# Moving your haunt location, or changing themes. What challenges did you face??



## niblique71 (Dec 2, 2009)

For the past few years I;ve been contemplating moving 75% of my haunt to my back yard where it's has some level ground. This is to (eventually) Save set up/tear down time, and give me more opportunity's offer a more enriching haunt for my TOT's. 

What I didn't realize is How much thought went into my previous haunt. I spent 6 years thinking of ways so improve things every year. This is now the first year of a new haunt terrain, and Iam realizing how much of my previous haunt seemed automatic...

What challenges did you face when you moved (into a new home or haunt location) oir changed themes?? can't afford to Ditch props or sell them... I need as much as I can make or get.


My Situation will eventually save me setup/ Teardown time as well as storage space, But for now it represents a much bigger challenge that I originally thought since EVERYTHING is new. new wiring, New loads on circuit breakers, new challenges with Tot traffic, New lighting effects, New wind behavoir, and new saftey concerns etc. 
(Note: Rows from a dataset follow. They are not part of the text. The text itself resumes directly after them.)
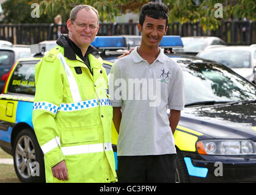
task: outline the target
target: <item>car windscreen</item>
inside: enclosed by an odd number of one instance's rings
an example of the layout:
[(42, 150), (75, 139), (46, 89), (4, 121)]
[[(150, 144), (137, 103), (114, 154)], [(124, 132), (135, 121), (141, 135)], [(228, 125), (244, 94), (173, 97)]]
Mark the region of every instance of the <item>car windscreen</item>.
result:
[(183, 76), (186, 104), (256, 99), (254, 85), (221, 65), (191, 63)]
[(0, 66), (12, 66), (14, 63), (14, 52), (12, 51), (0, 51)]
[(183, 49), (203, 50), (207, 46), (207, 41), (204, 38), (192, 39), (181, 38), (183, 43)]
[(35, 64), (37, 62), (19, 63), (10, 80), (8, 92), (34, 95)]
[(229, 68), (250, 68), (251, 65), (251, 52), (248, 51), (205, 51), (197, 56), (219, 62)]

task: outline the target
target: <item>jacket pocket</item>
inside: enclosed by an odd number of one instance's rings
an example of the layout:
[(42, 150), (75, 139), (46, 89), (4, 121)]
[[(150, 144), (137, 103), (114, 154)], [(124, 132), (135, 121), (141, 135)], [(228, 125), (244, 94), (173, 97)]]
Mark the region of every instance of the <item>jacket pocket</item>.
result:
[(59, 130), (60, 140), (64, 144), (89, 142), (99, 140), (99, 124), (79, 127), (62, 127)]

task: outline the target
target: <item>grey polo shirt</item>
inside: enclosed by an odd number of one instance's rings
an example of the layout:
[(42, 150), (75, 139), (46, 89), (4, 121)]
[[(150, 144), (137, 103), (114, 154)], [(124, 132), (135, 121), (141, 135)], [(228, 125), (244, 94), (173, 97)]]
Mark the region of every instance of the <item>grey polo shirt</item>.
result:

I almost had a breakdown earlier today as I realized what I was facing in two weeks. Then I went back to Rule #1....Do what you can do and the rest doesn't matter...Then I made some significant progress...

But what a few hours of Dismay....


----------



## fontgeek (Jul 24, 2006)

Like you, the change of space was a challenge, but for me it was the other way around, going from a larger front yard to a smaller available space, and more limited time to setup.


----------



## DreadKnightswife (Oct 16, 2011)

We tend to expand a little more every year, but this is the first year that we have had the problem with not having room for some of our props. We don't want to sell them cause we spent so much time/money on them so we are pobably just going to leave them in storage this year and use them at a later time. I do believe that each one us us have those moment when we have a momentairy breakdown and wonder what the heck we were thinking but we work through it and perservere.


----------



## niblique71 (Dec 2, 2009)

Ya'll ginda got it right...

I think the point I was so poorly trying to address was....
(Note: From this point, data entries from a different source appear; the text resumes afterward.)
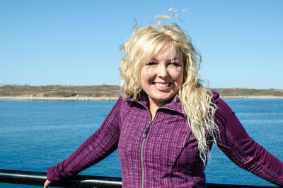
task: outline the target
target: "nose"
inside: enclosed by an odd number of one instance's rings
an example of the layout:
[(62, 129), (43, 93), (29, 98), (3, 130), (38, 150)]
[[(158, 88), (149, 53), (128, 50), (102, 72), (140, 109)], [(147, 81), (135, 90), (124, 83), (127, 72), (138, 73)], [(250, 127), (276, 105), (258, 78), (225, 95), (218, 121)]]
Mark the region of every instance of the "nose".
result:
[(169, 73), (167, 67), (164, 64), (160, 64), (158, 69), (157, 76), (161, 78), (167, 77)]

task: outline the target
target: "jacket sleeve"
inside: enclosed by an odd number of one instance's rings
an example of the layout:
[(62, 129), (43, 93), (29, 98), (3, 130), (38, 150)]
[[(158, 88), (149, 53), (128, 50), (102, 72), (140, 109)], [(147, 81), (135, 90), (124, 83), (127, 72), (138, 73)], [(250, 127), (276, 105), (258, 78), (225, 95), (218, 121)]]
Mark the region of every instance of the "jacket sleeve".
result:
[(120, 97), (102, 126), (67, 159), (47, 170), (50, 182), (65, 180), (98, 162), (117, 148), (120, 136)]
[(255, 142), (231, 108), (217, 93), (214, 93), (215, 96), (219, 148), (240, 167), (283, 187), (283, 163)]

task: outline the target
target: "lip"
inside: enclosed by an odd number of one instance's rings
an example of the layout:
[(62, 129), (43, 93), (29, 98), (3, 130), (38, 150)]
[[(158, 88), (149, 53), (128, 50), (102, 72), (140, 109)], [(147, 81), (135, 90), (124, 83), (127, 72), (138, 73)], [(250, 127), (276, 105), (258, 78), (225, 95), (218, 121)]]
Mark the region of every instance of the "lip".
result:
[(155, 87), (159, 91), (166, 91), (167, 90), (172, 83), (166, 82), (154, 82)]

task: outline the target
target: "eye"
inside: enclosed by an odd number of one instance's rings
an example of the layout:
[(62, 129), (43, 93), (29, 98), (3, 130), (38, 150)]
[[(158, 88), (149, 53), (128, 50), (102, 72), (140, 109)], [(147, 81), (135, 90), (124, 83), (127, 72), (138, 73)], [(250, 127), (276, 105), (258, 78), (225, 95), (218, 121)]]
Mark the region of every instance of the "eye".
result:
[(175, 66), (175, 67), (180, 66), (180, 65), (178, 63), (175, 62), (171, 62), (168, 63), (168, 65), (173, 65), (173, 66)]
[(149, 62), (146, 64), (146, 65), (157, 65), (157, 63), (155, 62)]

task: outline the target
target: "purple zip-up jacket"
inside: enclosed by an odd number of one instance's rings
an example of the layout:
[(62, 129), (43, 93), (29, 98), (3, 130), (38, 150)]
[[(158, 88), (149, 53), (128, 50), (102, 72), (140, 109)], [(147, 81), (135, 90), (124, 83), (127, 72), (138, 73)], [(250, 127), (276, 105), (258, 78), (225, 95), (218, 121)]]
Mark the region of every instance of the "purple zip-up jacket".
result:
[[(239, 167), (283, 187), (283, 163), (247, 134), (216, 92), (214, 101), (219, 147)], [(152, 121), (148, 107), (146, 96), (138, 101), (119, 98), (100, 128), (70, 157), (48, 169), (47, 179), (67, 179), (118, 148), (122, 187), (206, 187), (197, 142), (180, 101), (159, 108)]]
I could set up my old haunt with my eyes closed, including wiring lights etc. Last year, Everything had a place. and every year I added new things and then they had a place. Back then My haunt just evolved a little bit each year. So the brainpower to set up was Minimal except for setting up whatever was new for that year. I'd spend the ENTIRE year thinking of New stuff for the upcomming haunt but I've never started from scratch like this before.

I think I'm just surprised how much thought I had previously given to my haunt, but just in small incremental stages.... Now it's one gigantic change and my brain hurts... LOL


----------



## ATLfun (Oct 12, 2012)

At least when you "start over from scratch", you still have the props and years of experience in overcoming problems. As a newbie, I am just overwhelmed by some of the home haunts on this forum.

I am just going to do what I can. My goal this year is to get my 20 foot spider web set up with outdoor black lights, learn how to use my fog machines and chillers, and build the platform for my second story static flying pumpkin spirit.

This is all that I can handle this year, but next year I want a barrel pop up near the front door.


----------